We validate the effectiveness of Visual-RFT on the following tasks. In fine-grained image classification, the model utilizes its advanced reasoning capabilities to analyze fine-grained categories with high precision. In the oneshot setting with extremely limited data (e.g., around 100 samples), Visual-RFT boosts the accuracy with $24.3%$ over the baseline, while SFT dropped by $4.3%$ . In few-shot experiments, Visual-RFT also demonstrates exceptional performance with minimal training data, showcasing superior few-shot learning capabilities compared to SFT. In reasoning grounding, Visual-RFT excels in the LISA [11] dataset, which heavily relies on reasoning, outperforming specialized models like Grounded SAM [18]. Furthermore, in open vocabulary object detection, Visual-RFT quickly transfers recognition capabilities to new categories, including rare categories in LVIS [5], showing strong generaliza- tion. Specifically, the 2B model achieves mAP improve- ments from 9.8 to 31.3 on new classes of COCO [15] and from 2.7 to 20.7 on selected rare classes of LVIS [5]. These diverse visual perception tasks not only highlight VisualRFT's robust generalization capabilities in visual recognition but also underscore the crucial role of reinforcement learning in enhancing visual perception and reasoning.

我们验证了 Visual-RFT 在以下任务中的有效性。在细粒度图像分类中,该模型利用其先进的推理能力,以高精度分析细粒度类别。在数据极其有限(例如约 100 个样本)的单样本设置中,Visual-RFT 的准确率比基线提高了 $24.3%$,而 SFT 则下降了 $4.3%$。在少样本实验中,Visual-RFT 在极少的训练数据下也表现出色,展示了比 SFT 更优越的少样本学习能力。在推理基础任务中,Visual-RFT 在 LISA [11] 数据集上表现出色,该数据集高度依赖推理,超越了 Grounded SAM [18] 等专用模型。此外,在开放词汇目标检测中,Visual-RFT 能够快速将识别能力转移到新类别,包括 LVIS [5] 中的稀有类别,展示了强大的泛化能力。具体而言,2B 模型在 COCO [15] 的新类别上实现了 mAP 从 9.8 到 31.3 的提升,在 LVIS [5] 的选定稀有类别上实现了从 2.7 到 20.7 的提升。这些多样化的视觉感知任务不仅凸显了 Visual-RFT 在视觉识别中的强大泛化能力,还强调了强化学习在增强视觉感知和推理中的关键作用。


Figure 3. Framework of Visual-RFT. Given the question and visual image inputs,the policy model generates multiple responses containing reasoning steps. Then the verifiable reward such as IoU reward and CLS reward is used with the policy gradient optimization algorithm to update the policy model.
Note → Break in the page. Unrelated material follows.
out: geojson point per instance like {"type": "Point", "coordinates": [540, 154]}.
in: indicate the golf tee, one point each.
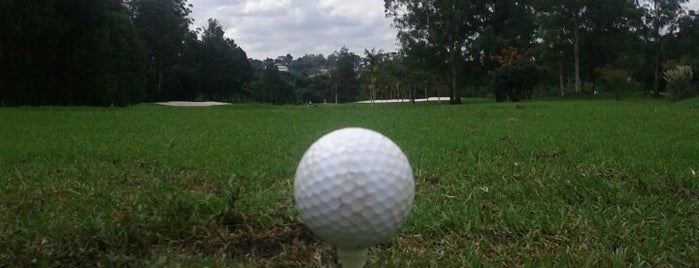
{"type": "Point", "coordinates": [352, 258]}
图 3: Visual-RFT 框架。给定问题和视觉图像输入,策略模型生成包含推理步骤的多个响应。然后使用可验证的奖励(如 IoU 奖励和 CLS 奖励)与策略梯度优化算法来更新策略模型。

In summary, our key contributions are as follows:

总结来说,我们的主要贡献如下:

(1) We introduce Visual Reinforcement Fine-tuning (Visual-RFT), which extends reinforcement learning with verifiable rewards on visual perception tasks that are effective with limited data for fine-tuning. (2) We design different verifiable rewards for different visual tasks that enable efficient, high-quality reward computation at a negligible cost. This allows the seamless transfer of DeepSeek R1's style reinforcement learning to LVLMs. (3) We conduct extensive experiments on various visual perception tasks, including fine-grained image classification, few-shot object detection, reasoning grounding, and open vocabulary object detection. On all the settings, VisualRFT achieves remarkable performance improvements, significantly surpassing the supervised fine-tuning baselines.

(1) 我们引入了视觉强化微调 (Visual-RFT),它通过视觉感知任务上的可验证奖励扩展了强化学习,这些任务在有限的数据下进行微调时非常有效。(2) 我们为不同的视觉任务设计了不同的可验证奖励,这些奖励能够以可忽略的成本实现高效、高质量的奖励计算。这使得 DeepSeek R1 的风格强化学习能够无缝地转移到 LVLMs 上。(3) 我们在各种视觉感知任务上进行了广泛的实验,包括细粒度图像分类、少样本目标检测、推理基础和开放词汇目标检测。在所有设置中,Visual-RFT 都取得了显著的性能提升,显著超越了监督微调的基线。

(4) We fully open-source the training code, training data, and evaluation scripts on Github to facilitate further research.

(4) 我们在 Github 上完全开源了训练代码、训练数据和评估脚本,以促进进一步的研究。

2. Related Work

2. 相关工作

Large Vision Language Models (LVLMs) like GPT40 [23] achieves excellent visual understanding ability by integrating both visual and textual data. This integration enhances the models’ ability to understand complex multi-modal inputs and enables more advanced AI systems [13, 16, 38, 47] capable of processing and responding to both images and text. Generally, the training of LVLMs involves two steps: (a) pre-training and (b) posttraining which contains supervised fine-tuning and reinforcement learning. Post-training is crucial in improving the model's response quality, instruction following, and reasoning abilities. While there has been significant research on using reinforcement learning to enhance LLMs during post-training [1,3,25,28,32,33, 36,40,44, 52,53], the progress for LVLMs has been slower. In this paper, we propose Visual-RFT, which used GRPO-based reinforcement algorithms and verifiable reward during the post-training phase to enhance the model's visual perception and reasoning capabilities.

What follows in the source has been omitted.